A compilation of thermochronologic age-elevation transects shows temporally and spatially partitioned Cenozoic cooling indicative of multistage uplift of the Rocky Mountain region. These data lead to a testable hypothesis that explains the present data: 1) Laramide contraction and cooling of the basement, recorded by hanging wall blocks near the eastern and western Front Range uplifts and some Colorado Plateau monoclines, with typical cooling rates of 60m/Ma from 75-45 Ma; 2) Relative tectonic quiescence from 45-35 Ma during which the Rocky Mountain Erosion Surface developed; 3) Initial stages of long wavelength uplift driven by the Oligocene ignimbrite flare-up resulted in the deposition of the “Eocene” conglomerates in latest Eocene/earliest Oligocene and creating the Great Plains topographic ramp. Typical exhumation rates from 38-25 Ma were 100 m/Ma; 4) Relative tectonic quiescence from 25-10 Ma, inferred to reflect changing far field stress regimes culminating in, 5) Neogene acceleration of cooling and exhumation to rates >120, driven by small scale mantle convection.

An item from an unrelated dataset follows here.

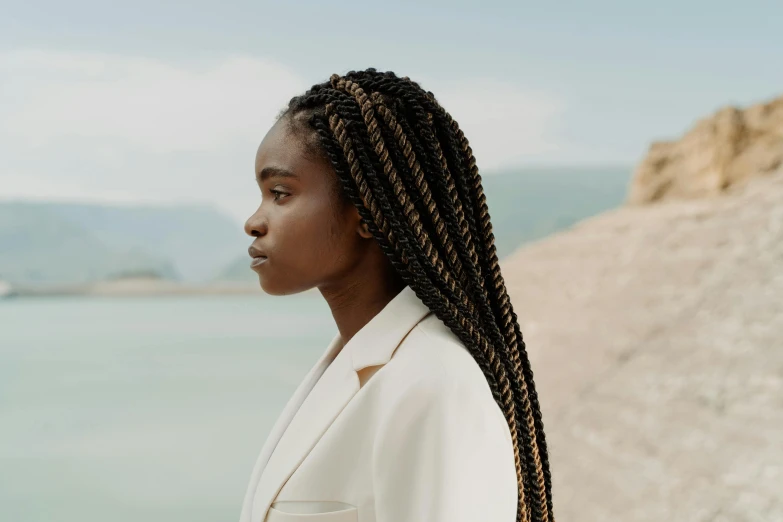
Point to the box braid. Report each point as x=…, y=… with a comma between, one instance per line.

This study focuses on the transition from post-Laramide quiescence into the Oligocene by examining five geologic units that span the southern Rocky Mountains. We hypothesize these units are related in that they record the initial pulse of uplift associated with Oligocene volcanism. Recent studies indicate that deposition of the Telluride Conglomerate initiated just prior to and ended just after the onset of Oligocene San Juan volcanism, supported by the presence of volcanic clasts in the upper portions of the unit. The Blanco Basin may be the eastward expression of similar early unroofing of the Needles Mountains. The coeval El Rito and Galisteo Formations may also record uplift in the southern Rockies. We have begun detrital zircon analysis and plan apatite fission track analysis on these units to test if they can be temporally and spatially linked to create a surface datum recording the Rocky Mountain landscape just prior to and in early stages of the ignimbrite flare-up. Beginning with the model of the Rocky Mountain Erosion Surface, and combining geochronologic and thermochronologic histories, our goal is to reconstruct the pre-Oligocene Rocky Mountain topography to constrain postOligocene and Neogene Rocky Mountain uplift histories.